Taking Nebraska's Renewable Energy Pulse
With increasing frequency, Nebraskans are asking, "how much of the energy used in the state comes from renewable sources?" While the number is ever changing – the amount of energy changes yearly as do the sources from which the energy is derived – the Energy Office has quantified the number and the sources more definitively than ever before.
In 1999, 4 percent of Nebraska’s energy consumption was met using renewable sources. Nebraska consumed energy from six categories of renewable sources:
The state consumed 602 trillion British thermal units of energy in 1999 including 24.122 trillion British thermal units from renewable energy sources.

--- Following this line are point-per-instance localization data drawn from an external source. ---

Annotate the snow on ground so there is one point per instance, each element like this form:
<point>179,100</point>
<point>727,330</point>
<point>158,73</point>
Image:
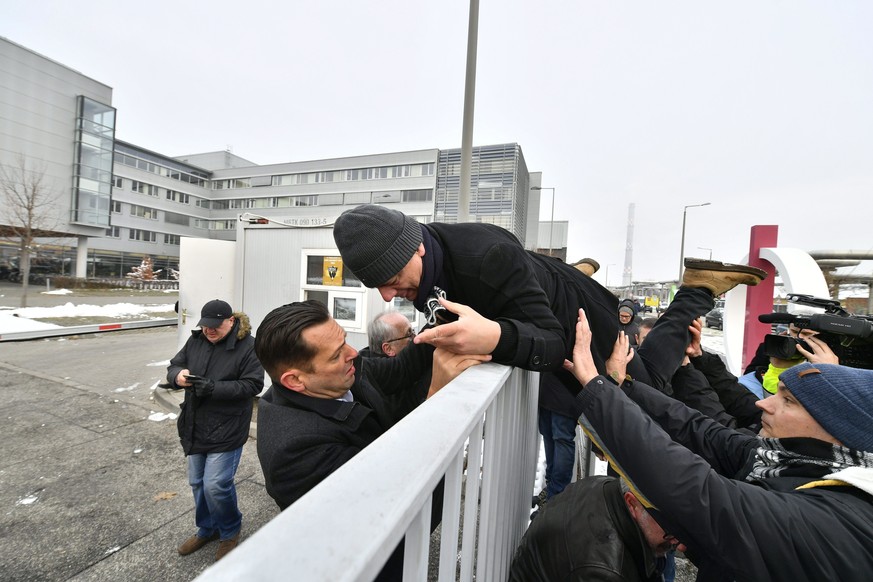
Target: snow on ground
<point>22,318</point>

Shown in the table below, Nebraska consumed 1,736 gigawatthours of hydroelectric power, 153,000 cords of wood, 18,599,674 gallons of ethanol, 0.32 trillion British thermal units of geothermal energy, 0.016 trillion Btu of solar energy, and 0.02 trillion British thermal units of wind energy.
In 1999, hydroelectric power was almost three-fourths of renewable energy consumption in Nebraska.
Renewable energy consumption was 4 percent of total energy consumption in 1999, the most recent year for which data is available. If hydroelectric power is excluded, renewable energy consumption was 1 percent of total energy consumption. If both hydroelectric power and ethanol are excluded, then only 0.7 percent of total energy consumption came from renewable resources in 1999.